Si ritorna a parlare, dopo alcuni mesi, di spending review. E pour cause. Se non si metterà concretamente mano a un serio programma di revisione della spesa pubblica, nel prossimo anno dovremo subire un incremento dell’IVA e delle accise su tabacco e benzina per oltre 13 miliardi, e quasi per 19 miliardi nell’anno successivo. Ve ne sarebbe di che stroncare sul nascere la gracile ripresa economico in corso, che proprio a partire dal prossimo anno, secondo le previsioni più accreditate, dovrebbe finalmente accelerare.

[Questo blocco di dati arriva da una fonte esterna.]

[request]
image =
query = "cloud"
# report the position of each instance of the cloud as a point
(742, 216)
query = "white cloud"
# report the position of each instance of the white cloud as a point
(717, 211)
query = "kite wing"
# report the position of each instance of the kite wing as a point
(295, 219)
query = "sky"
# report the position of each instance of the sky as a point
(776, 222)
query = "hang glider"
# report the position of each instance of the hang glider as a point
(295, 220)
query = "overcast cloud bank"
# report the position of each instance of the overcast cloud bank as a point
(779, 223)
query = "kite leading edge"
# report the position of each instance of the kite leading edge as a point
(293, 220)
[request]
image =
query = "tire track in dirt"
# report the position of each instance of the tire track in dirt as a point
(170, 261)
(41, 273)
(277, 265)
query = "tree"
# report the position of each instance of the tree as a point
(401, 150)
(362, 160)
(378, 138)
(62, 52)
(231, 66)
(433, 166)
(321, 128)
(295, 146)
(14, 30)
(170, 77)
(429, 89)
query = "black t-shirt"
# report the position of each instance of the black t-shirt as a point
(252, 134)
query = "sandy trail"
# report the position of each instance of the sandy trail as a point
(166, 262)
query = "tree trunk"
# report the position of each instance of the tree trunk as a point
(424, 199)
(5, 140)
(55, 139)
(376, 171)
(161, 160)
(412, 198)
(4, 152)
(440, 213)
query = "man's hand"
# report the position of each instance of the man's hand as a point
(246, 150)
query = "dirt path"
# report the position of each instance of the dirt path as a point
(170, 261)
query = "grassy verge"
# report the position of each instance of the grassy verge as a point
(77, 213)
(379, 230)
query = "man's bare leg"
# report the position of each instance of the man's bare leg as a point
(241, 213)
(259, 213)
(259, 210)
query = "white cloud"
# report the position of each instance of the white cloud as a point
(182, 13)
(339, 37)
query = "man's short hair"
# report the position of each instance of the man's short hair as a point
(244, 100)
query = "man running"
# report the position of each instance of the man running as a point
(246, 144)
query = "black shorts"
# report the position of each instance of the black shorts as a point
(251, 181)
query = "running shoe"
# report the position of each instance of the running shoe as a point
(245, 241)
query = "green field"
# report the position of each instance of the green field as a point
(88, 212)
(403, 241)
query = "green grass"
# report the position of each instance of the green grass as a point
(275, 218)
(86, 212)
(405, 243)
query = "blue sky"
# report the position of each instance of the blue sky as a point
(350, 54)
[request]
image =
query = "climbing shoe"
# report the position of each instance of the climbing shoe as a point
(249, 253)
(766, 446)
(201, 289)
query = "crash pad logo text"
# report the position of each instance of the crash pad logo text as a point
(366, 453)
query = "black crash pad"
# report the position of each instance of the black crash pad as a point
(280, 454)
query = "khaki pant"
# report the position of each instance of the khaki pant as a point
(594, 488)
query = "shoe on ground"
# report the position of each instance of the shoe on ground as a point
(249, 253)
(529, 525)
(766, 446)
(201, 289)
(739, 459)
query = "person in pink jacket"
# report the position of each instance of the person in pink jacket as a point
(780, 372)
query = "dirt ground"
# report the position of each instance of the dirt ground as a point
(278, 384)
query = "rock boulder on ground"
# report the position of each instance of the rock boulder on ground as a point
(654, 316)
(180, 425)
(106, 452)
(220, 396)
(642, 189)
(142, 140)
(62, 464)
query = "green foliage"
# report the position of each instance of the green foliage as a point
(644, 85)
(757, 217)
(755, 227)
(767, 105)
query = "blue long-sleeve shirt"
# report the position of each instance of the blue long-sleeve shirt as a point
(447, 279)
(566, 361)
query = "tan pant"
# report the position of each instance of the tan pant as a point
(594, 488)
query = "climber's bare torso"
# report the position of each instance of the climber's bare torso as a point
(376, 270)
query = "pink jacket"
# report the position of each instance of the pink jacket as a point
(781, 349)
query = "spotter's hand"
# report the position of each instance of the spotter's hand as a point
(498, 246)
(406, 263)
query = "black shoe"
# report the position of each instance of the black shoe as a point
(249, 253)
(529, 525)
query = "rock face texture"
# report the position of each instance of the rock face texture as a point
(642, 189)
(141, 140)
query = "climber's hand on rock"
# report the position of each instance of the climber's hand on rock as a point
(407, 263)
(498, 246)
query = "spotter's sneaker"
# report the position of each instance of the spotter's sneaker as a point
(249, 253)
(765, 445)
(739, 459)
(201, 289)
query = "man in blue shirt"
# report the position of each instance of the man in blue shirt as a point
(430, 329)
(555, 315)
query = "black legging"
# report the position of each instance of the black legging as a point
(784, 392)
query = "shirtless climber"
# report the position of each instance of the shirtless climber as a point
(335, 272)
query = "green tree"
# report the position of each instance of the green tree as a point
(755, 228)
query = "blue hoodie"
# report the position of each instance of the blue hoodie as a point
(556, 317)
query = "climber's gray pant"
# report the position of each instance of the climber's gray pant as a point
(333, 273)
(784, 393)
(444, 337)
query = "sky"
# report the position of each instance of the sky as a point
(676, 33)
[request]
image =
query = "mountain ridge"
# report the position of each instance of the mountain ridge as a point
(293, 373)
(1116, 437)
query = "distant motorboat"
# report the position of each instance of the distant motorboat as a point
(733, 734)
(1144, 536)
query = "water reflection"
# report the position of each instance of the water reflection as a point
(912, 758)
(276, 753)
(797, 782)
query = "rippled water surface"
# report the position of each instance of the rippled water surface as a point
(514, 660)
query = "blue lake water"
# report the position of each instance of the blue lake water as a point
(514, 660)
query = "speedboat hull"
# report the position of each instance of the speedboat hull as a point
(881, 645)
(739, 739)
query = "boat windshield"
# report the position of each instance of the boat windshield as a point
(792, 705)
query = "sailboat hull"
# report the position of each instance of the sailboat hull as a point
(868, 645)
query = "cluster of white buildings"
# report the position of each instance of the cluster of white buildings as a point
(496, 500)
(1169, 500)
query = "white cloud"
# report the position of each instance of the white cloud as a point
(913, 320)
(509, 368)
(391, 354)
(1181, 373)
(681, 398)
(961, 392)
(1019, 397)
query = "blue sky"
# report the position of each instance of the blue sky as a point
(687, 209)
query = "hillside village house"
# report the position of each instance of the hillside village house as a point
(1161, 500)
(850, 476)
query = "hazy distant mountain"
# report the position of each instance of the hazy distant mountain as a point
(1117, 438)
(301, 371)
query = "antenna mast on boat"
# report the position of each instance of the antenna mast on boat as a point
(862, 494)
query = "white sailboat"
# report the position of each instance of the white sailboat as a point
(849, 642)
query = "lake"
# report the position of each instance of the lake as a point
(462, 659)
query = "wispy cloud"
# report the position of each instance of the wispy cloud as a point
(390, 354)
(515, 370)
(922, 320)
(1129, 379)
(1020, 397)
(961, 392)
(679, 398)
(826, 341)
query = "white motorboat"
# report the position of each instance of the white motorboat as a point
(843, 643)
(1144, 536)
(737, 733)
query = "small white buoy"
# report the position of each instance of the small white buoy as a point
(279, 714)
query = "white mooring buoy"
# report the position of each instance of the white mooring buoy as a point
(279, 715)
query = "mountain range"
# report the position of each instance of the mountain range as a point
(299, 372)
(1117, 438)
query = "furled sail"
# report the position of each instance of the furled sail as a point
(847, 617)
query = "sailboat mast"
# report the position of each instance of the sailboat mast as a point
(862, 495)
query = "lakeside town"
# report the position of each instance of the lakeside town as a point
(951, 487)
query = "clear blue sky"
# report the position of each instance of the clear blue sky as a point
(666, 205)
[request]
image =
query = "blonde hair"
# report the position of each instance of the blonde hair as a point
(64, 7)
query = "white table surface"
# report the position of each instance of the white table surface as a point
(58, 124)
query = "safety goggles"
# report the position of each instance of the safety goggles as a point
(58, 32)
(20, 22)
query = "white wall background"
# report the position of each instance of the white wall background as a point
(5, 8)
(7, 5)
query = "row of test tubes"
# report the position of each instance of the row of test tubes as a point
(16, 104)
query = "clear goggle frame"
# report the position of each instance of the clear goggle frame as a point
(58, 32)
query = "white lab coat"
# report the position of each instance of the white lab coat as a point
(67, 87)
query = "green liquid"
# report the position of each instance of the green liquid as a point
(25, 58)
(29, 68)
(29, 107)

Quell’aumento delle tasse è già scritto nella legge. È conseguenza di un’applicazione del tutto anomala delle cosiddette clausole di salvaguardia. Nate, appunto, per salvaguardare la finanza pubblica da rischi di errori nelle previsioni. Io assumo una decisione di spesa. Come prescritto, devo individuare quale altra spesa tagliare o quale imposta aumentare per finanziare la nuova misura. Ma, siccome so bene che aumenti di imposta o tagli di spesa non è certo producano gli effetti oggi previsti, aggiungo appunto una clausola di salvaguardia, che scatterà se sarà necessario per evitare un peggioramento dei saldi di finanza pubblica.
Ormai, la natura della clausola è diversa: adotto una decisione di spesa; annuncio l’intenzione, solo l’intenzione, di assumere imprecisate misure per finanziarla; ma assicuro che, se non riuscirò a precisarle e approvarle per tempo, scatterà automaticamente un aumento delle imposte.
È evidente che la clausola di salvaguardia nella sua natura originaria era uno strumento per evitare che si formasse nel bilancio pubblico una sorta di deficit, e quindi di debito, occulto. La clausola di salvaguardia nella nuova versione ha invece effetti economici nella sostanza assimilabili alla formazione di nuovo debito pubblico: costituisce una “prenotazione” sui flussi di cassa pubblici futuri, esattamente come lo sarebbe l’emissione di un BTP.
Forse la stagione della finanza pubblica creativa non si è affatto conclusa.
Ma, al di là di giochini contabili, clausole di salvaguardia fantasiose e anticipi di entrate future (la Corte dei Conti li elenca tutti, e a leggerli vien proprio da preoccuparsi: PDF), non si sfugge alla sostanza: se si vuole avviare un programma di riduzione della pressione fiscale, o almeno evitare che aumenti, non vi è altra strada di una vera spending review, che ridefinisca il ruolo delle amministrazioni pubbliche, ne limiti funzioni e compiti, e favorisca processi produttivi dei servizi pubblici più efficienti.
Senza di che, non vi sarà quantitative easing in grado di rimettere stabilmente l’economia italiana sul sentiero della crescita.